While staying in or around Phalaborwa, you cannot miss out on a safari boat cruise on the Olifants River. ‘Olifant’ is the Afrikaans word for elephant. Local people also call the river Lepelle, which means ‘slow-flowing’.
Cruise the waters of the mighty Olifants River on a comfortable raft while seeing hippo dip under water and crocodile laze on sand banks. These water based animals are not all you can view however, seeing that the river is bordered by various Big 5 game reserves. Watch herds of elephant drink from the banks or, if you are lucky, cross the river in front of you! Enjoy close encounters with buffalo, waterbuck, giraffe, impala, kudu and many other animals coming to quench their thirst. The lucky few have even seen lion, leopard and rhino from the deck of the boat. Bird watchers will also love this cruise for its wide variety of water and bushveld birds, some of them endemic to the area.
A 20-minute drive from Phalaborwa town takes you past the extensive copper and phosphate mines to the river. After crossing the bridge over the Selati River (you might see your first elephant and buffalo here!) you enter the Mopani veld of the local game reserves. The tar road ends at the impressive dam wall after which a short drive on a gravel road takes you to the starting point of the cruise. The boats have a lower and upper deck giving you the best vantage points for game viewing.

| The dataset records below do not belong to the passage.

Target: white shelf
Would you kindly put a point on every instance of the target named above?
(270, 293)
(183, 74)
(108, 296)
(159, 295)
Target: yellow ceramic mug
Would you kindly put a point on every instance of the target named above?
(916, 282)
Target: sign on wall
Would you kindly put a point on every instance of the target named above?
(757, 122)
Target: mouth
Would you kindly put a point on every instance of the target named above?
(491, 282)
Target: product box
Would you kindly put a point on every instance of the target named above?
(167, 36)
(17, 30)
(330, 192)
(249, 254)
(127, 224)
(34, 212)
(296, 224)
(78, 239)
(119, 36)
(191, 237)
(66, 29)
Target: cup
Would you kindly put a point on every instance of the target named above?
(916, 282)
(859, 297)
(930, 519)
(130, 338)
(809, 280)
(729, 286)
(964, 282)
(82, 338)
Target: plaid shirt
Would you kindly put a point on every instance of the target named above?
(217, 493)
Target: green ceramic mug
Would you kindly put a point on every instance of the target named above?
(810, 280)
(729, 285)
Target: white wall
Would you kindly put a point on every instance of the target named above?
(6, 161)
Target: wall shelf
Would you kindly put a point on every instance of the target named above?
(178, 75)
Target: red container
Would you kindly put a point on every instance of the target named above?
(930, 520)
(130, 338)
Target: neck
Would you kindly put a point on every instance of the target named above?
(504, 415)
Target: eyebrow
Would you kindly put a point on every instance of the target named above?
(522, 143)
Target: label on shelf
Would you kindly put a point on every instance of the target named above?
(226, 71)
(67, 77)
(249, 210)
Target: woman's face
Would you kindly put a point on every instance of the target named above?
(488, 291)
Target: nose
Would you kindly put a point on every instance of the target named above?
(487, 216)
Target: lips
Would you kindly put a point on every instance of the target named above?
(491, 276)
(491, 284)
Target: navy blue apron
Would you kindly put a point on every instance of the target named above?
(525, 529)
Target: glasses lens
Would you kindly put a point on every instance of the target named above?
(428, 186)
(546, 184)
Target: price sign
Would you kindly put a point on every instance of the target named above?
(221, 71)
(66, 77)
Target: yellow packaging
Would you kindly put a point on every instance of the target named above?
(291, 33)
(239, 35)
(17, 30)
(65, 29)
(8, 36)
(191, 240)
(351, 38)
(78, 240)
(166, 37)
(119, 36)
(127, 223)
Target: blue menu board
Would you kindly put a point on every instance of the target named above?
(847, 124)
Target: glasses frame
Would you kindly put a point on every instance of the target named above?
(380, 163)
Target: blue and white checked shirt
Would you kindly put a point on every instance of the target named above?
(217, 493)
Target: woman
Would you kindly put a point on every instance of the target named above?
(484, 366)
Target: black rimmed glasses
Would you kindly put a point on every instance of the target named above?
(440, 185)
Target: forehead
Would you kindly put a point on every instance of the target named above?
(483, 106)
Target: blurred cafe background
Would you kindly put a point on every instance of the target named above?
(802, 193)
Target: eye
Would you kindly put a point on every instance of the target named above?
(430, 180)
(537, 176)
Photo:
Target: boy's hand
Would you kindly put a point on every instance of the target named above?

The Olifants River has its origin in the mountains of Mpumalanga, between Breyten and Bethal. It flows north through the Witbank Dam, the Loskop Dam and is then forced east by the Drakensberg Mountains. At Phalaborwa it enters the Kruger National Park, where it is joined by the Letaba River. It then flows into Mozambique, where the river is called ‘Rio dos Elefantes’. About 40km before it reaches the Indian Ocean it joins the mighty Limpopo River, forming the Limpopo River Mouth at Xai Xai.
There are several boat safari operators, offering 3 hour boat cruises on the Olifants River. The boats can also be rented for private functions.